Best and Worst of USA
Midway through my trip around the United States, I’ve been fascinated by this opportunity to see what and how America is eating today. So here are a few rants and raves to date.
RAVES
*Rotisario (600 First Street, Oxbox Public Market, Napa, CA)
This casual rotisserie restaurant in the sleek new Oxbox market is a concept that deserves to go national. Charming Swiss owner Thomas Odermatt, who got an MBA at Berkeley and then threw over the business world to share his ancestral (he’s descended from a long line of master butchers in Zurich) love of food, serves up terrific spit-roasted free-range chickens, roast pork, porchetta, meatloaf, roast lamb and some of the best fries I’ve ever eaten anywhere (potato slivers and fresh herbs cooked in small batches, sprinkled with kosher salt and served with garlic mayonnaise). There are 8 seats at the counter, but you can also eat on the deck outside.
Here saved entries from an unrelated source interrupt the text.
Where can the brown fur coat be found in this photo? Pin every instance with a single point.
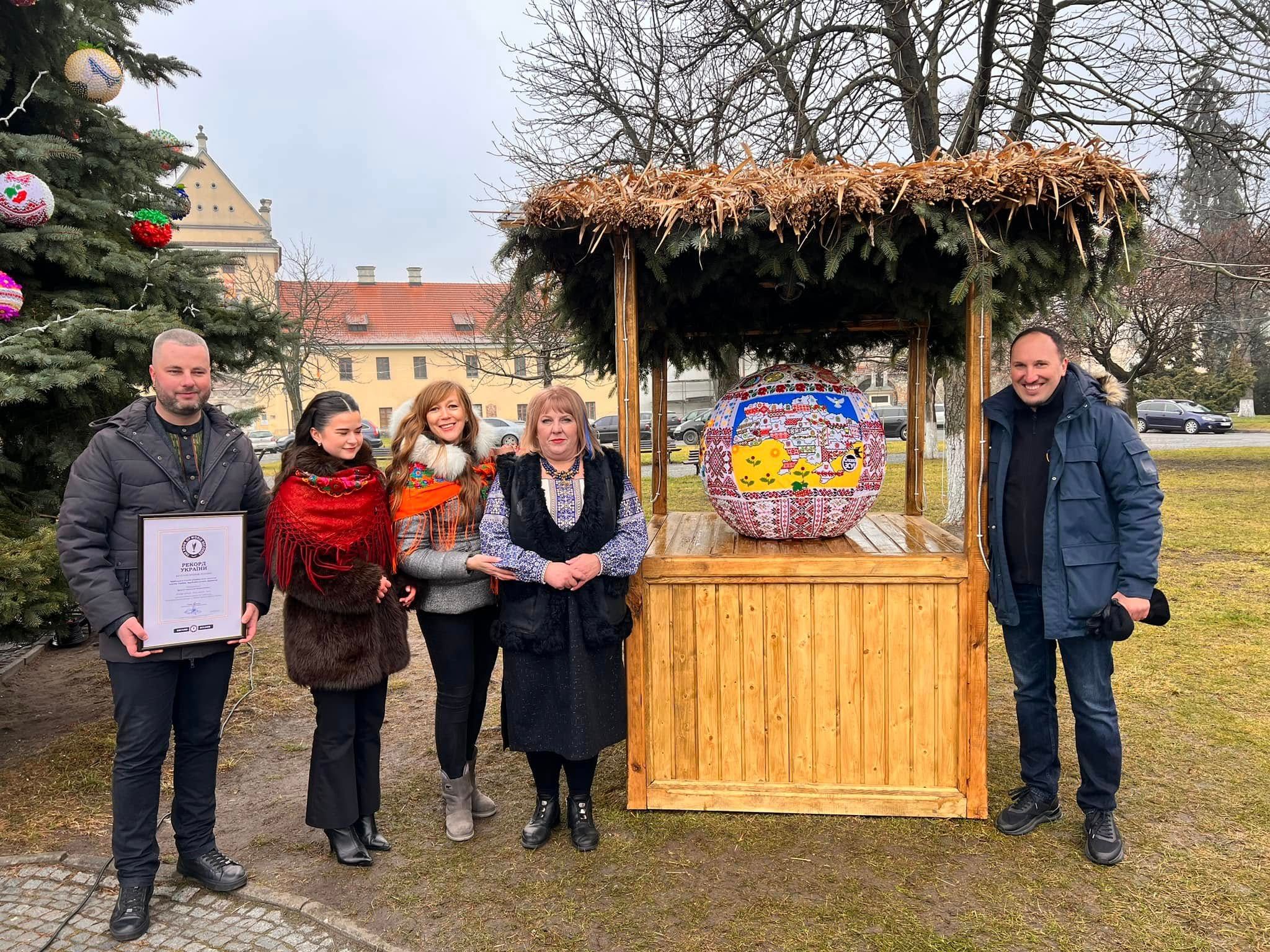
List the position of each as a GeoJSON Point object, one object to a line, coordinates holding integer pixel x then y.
{"type": "Point", "coordinates": [339, 638]}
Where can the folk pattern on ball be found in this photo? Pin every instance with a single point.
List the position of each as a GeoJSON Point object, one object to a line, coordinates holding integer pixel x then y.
{"type": "Point", "coordinates": [25, 201]}
{"type": "Point", "coordinates": [11, 298]}
{"type": "Point", "coordinates": [793, 452]}
{"type": "Point", "coordinates": [94, 75]}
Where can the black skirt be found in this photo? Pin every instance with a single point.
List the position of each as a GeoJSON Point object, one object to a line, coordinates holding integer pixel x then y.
{"type": "Point", "coordinates": [572, 703]}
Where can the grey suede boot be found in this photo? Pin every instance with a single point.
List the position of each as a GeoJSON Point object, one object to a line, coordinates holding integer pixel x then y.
{"type": "Point", "coordinates": [482, 805]}
{"type": "Point", "coordinates": [458, 794]}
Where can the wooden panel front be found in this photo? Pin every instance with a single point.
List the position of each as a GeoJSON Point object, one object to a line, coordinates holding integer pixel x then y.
{"type": "Point", "coordinates": [824, 696]}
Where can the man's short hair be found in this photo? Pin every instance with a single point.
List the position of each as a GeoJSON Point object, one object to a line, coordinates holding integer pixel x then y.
{"type": "Point", "coordinates": [182, 337]}
{"type": "Point", "coordinates": [1048, 332]}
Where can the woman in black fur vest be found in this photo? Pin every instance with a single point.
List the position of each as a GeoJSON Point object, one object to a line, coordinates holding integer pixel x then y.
{"type": "Point", "coordinates": [329, 546]}
{"type": "Point", "coordinates": [566, 519]}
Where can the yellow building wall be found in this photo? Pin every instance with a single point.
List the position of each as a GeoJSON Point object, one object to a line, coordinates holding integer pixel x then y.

*Ferry Terminal Market, San Francisco. I could have spent hours and hours at one of the world’s greatest new food markets, and the Stone Hill California olive oil with Persian lime sold here is so good that two bottles will be flying back to France with me.
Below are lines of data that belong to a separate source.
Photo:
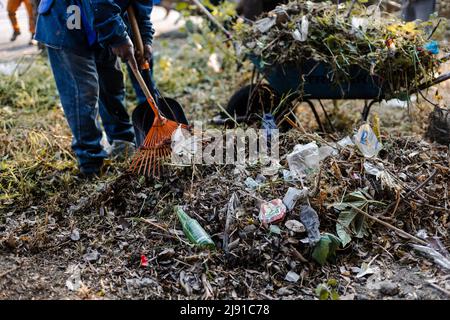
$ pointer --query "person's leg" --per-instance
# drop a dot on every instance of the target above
(77, 82)
(423, 9)
(12, 7)
(30, 11)
(113, 112)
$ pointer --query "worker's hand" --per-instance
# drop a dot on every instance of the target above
(125, 51)
(147, 56)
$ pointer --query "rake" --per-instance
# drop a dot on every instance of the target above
(156, 147)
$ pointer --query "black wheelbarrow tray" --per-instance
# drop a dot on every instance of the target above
(312, 80)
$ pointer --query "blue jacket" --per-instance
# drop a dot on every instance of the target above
(103, 22)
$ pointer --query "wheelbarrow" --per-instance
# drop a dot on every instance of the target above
(311, 81)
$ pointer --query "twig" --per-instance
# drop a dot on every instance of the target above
(8, 271)
(298, 255)
(390, 226)
(258, 292)
(421, 185)
(434, 29)
(350, 9)
(439, 288)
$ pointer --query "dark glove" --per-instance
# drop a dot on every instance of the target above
(147, 56)
(125, 51)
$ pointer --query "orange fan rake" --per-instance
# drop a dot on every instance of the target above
(157, 144)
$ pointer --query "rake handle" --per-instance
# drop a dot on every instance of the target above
(145, 89)
(140, 48)
(138, 42)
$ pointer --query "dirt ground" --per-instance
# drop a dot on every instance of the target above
(64, 238)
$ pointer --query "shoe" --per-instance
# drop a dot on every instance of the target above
(89, 174)
(32, 41)
(15, 35)
(122, 150)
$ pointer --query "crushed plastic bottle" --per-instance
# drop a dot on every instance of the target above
(292, 196)
(272, 211)
(304, 159)
(193, 230)
(367, 142)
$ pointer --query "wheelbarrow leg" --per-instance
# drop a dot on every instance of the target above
(367, 107)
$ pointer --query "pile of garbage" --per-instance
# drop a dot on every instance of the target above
(399, 55)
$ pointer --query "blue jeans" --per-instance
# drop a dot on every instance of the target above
(418, 9)
(90, 84)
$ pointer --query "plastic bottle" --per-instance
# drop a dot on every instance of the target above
(193, 230)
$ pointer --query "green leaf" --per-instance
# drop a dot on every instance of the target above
(181, 6)
(343, 225)
(322, 250)
(322, 292)
(335, 295)
(326, 248)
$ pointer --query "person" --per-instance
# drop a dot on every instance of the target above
(12, 7)
(84, 60)
(418, 9)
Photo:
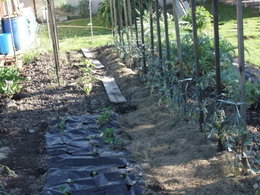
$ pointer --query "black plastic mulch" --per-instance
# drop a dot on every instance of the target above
(80, 162)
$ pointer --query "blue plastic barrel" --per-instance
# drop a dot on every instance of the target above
(6, 44)
(20, 31)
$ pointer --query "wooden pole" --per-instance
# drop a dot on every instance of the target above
(130, 17)
(35, 9)
(112, 17)
(179, 46)
(197, 62)
(158, 30)
(91, 21)
(126, 22)
(115, 18)
(135, 23)
(217, 52)
(142, 35)
(120, 22)
(241, 60)
(151, 27)
(2, 11)
(54, 41)
(167, 41)
(53, 18)
(11, 29)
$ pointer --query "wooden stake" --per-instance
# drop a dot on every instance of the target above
(241, 60)
(54, 38)
(167, 41)
(197, 62)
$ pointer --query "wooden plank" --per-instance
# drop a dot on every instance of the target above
(87, 53)
(97, 64)
(113, 91)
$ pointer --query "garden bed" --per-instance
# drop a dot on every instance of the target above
(173, 156)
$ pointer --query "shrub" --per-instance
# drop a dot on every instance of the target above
(10, 80)
(68, 8)
(84, 8)
(203, 17)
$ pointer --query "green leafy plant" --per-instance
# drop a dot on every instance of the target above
(83, 7)
(65, 190)
(106, 116)
(10, 80)
(62, 123)
(86, 82)
(108, 135)
(253, 94)
(203, 17)
(68, 8)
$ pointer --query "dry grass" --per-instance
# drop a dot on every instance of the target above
(168, 149)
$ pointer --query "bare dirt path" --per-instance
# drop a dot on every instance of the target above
(173, 156)
(24, 119)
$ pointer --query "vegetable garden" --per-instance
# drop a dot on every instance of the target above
(197, 76)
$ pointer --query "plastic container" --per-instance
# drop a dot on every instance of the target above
(6, 45)
(20, 31)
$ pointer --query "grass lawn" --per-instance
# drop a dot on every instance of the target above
(228, 25)
(73, 35)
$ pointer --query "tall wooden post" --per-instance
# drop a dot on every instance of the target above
(54, 38)
(135, 23)
(217, 54)
(197, 62)
(151, 27)
(241, 60)
(142, 36)
(112, 17)
(167, 41)
(179, 47)
(130, 17)
(158, 30)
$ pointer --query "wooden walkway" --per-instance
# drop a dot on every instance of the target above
(113, 92)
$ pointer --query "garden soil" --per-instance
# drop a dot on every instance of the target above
(171, 153)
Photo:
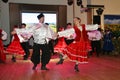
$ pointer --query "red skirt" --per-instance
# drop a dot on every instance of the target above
(2, 54)
(15, 48)
(77, 51)
(60, 46)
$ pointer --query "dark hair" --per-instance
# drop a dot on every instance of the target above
(23, 24)
(40, 15)
(69, 24)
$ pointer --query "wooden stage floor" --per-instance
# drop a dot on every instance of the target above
(103, 68)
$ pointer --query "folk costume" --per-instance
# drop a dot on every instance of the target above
(3, 36)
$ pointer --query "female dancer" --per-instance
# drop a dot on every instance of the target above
(61, 44)
(3, 36)
(15, 47)
(78, 49)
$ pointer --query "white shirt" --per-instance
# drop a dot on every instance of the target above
(4, 37)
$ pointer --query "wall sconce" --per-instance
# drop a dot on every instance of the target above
(99, 11)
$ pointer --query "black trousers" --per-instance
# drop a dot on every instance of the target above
(25, 46)
(96, 46)
(45, 57)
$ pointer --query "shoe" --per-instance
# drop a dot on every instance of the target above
(13, 59)
(34, 67)
(60, 62)
(25, 58)
(44, 68)
(76, 68)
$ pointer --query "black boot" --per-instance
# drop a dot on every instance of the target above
(76, 68)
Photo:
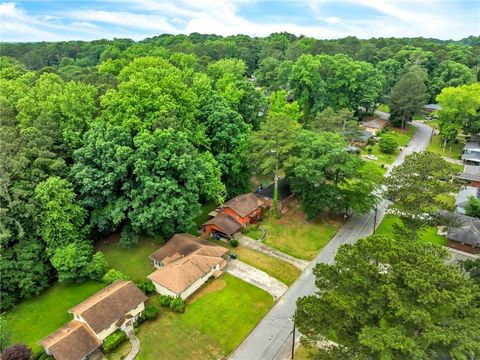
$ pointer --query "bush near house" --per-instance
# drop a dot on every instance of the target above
(146, 286)
(113, 275)
(151, 312)
(114, 340)
(176, 304)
*Wolfgang Puck, O’Hare International Airport, Chicago. If only Orly and Charles de Gaulle had a restaurant as good as the Puck pizza-pasta-and-grill franchises at O’Hare. Not cheap, but very tasty and reasonably healthy, with a nice selection of wines by the glass. And you’ve got to love a place that sprinkles a little fresh basil on your pizza, to boot.
*Frontera Grill, Chicago. Rick Bayliss’s Mexican in downtown Chicago is better than ever, and brilliant appeased by permanent craving for one of the world’s great cuisines (Mexican), something we just don’t get in Paris.
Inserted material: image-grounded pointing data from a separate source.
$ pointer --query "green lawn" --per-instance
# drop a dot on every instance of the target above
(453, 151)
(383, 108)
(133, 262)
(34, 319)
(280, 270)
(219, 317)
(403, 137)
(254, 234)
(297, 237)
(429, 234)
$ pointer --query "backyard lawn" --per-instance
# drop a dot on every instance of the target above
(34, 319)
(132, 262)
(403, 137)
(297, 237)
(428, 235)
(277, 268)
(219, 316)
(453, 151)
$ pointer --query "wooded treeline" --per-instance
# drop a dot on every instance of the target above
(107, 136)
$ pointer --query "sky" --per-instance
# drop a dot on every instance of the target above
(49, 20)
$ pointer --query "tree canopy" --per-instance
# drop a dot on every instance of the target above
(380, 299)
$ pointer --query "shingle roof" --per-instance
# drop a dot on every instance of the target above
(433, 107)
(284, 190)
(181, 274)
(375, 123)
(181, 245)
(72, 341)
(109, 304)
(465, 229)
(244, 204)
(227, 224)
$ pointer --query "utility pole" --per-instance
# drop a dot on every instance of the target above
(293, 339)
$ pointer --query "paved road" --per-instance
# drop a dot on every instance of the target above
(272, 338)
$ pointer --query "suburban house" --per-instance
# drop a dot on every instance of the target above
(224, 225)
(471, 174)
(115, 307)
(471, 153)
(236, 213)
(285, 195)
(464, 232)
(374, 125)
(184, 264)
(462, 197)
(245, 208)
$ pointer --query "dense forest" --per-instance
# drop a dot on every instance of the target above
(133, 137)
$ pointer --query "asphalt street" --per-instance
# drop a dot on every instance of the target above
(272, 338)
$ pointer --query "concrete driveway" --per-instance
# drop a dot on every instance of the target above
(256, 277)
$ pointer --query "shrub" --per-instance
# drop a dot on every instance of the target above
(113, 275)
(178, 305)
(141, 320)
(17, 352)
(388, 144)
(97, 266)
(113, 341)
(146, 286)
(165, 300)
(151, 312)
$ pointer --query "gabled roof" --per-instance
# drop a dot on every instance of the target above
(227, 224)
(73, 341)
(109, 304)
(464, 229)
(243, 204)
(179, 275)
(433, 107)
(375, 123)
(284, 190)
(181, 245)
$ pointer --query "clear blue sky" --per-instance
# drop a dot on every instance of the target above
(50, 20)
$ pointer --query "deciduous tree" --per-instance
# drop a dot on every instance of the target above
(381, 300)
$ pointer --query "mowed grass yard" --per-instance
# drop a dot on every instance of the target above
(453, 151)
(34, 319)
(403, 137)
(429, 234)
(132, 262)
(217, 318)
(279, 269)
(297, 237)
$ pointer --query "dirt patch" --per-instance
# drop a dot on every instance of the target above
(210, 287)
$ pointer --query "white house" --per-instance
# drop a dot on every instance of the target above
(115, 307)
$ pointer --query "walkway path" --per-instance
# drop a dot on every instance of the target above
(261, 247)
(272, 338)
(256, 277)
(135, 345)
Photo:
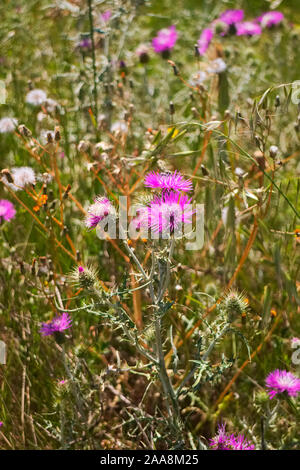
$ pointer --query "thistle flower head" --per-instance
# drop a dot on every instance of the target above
(169, 213)
(217, 66)
(7, 210)
(205, 40)
(101, 209)
(84, 276)
(295, 341)
(7, 125)
(271, 18)
(226, 441)
(58, 324)
(280, 381)
(169, 181)
(235, 305)
(22, 176)
(198, 78)
(232, 16)
(248, 28)
(165, 39)
(36, 97)
(105, 16)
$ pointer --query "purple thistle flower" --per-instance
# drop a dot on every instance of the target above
(204, 40)
(295, 341)
(7, 210)
(225, 441)
(57, 324)
(98, 211)
(106, 16)
(232, 16)
(85, 43)
(174, 181)
(165, 39)
(280, 381)
(169, 212)
(248, 28)
(271, 18)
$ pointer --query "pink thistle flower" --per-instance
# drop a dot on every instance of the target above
(36, 97)
(271, 18)
(225, 441)
(174, 181)
(85, 43)
(205, 40)
(169, 212)
(106, 16)
(165, 39)
(98, 211)
(232, 16)
(7, 210)
(248, 28)
(7, 125)
(295, 341)
(280, 381)
(58, 324)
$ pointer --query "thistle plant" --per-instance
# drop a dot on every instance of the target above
(149, 225)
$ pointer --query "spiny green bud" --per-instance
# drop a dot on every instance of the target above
(235, 305)
(261, 397)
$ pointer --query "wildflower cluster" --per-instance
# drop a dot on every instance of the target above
(226, 441)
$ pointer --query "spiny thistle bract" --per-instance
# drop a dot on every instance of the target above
(85, 277)
(234, 305)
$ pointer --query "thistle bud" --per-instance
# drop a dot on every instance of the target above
(235, 305)
(85, 277)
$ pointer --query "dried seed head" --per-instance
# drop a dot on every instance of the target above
(85, 277)
(6, 173)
*Japonica, University Place, New York, NY. The bento-box meals at one of my favorite Japanese restaurants are one of the world’s best buys.
*Mariella Pizza, 57th and 9th Avenue, New York, NY. Excellent pizza by the slice.
*Ardour, Saint Regis Hotel, New York, NY. I had the best and most intelligent wines-by-the-glass experience of my entire life during a tasting dinner at Alain Ducasse’s new New York restaurant. The young female sommelier here is a genuis.
RANTS
*Why has it become so difficult to find a good bagel in New York City?
*The quality of the food at almost all of the food stalls on the lower-level concourse of Grand Central Station in New York City has skidded into real mediocrity.
*Wine prices in American restaurants have become absurd, with the prize in this category to be awarded to the Four Seasons lobby bar in Washington, DC for a $55 bottle of dead ordinary California sauvignon blanc.
*As long as I live, I’ll never understand the appeal of the Philadelphia cheese steak, and believe me, I’ve tried–popped in Reading Terminal Market and gave it another go when I was down in the City of Brotherly Love doing a radio interview. Any elucidation on this matter would be welcome.
*I wish that more serious American wine shops would renounce classifying their wines by cepage, since this means next to nothing and makes it nearly impossible for anyone with a European wine background to shop vino here.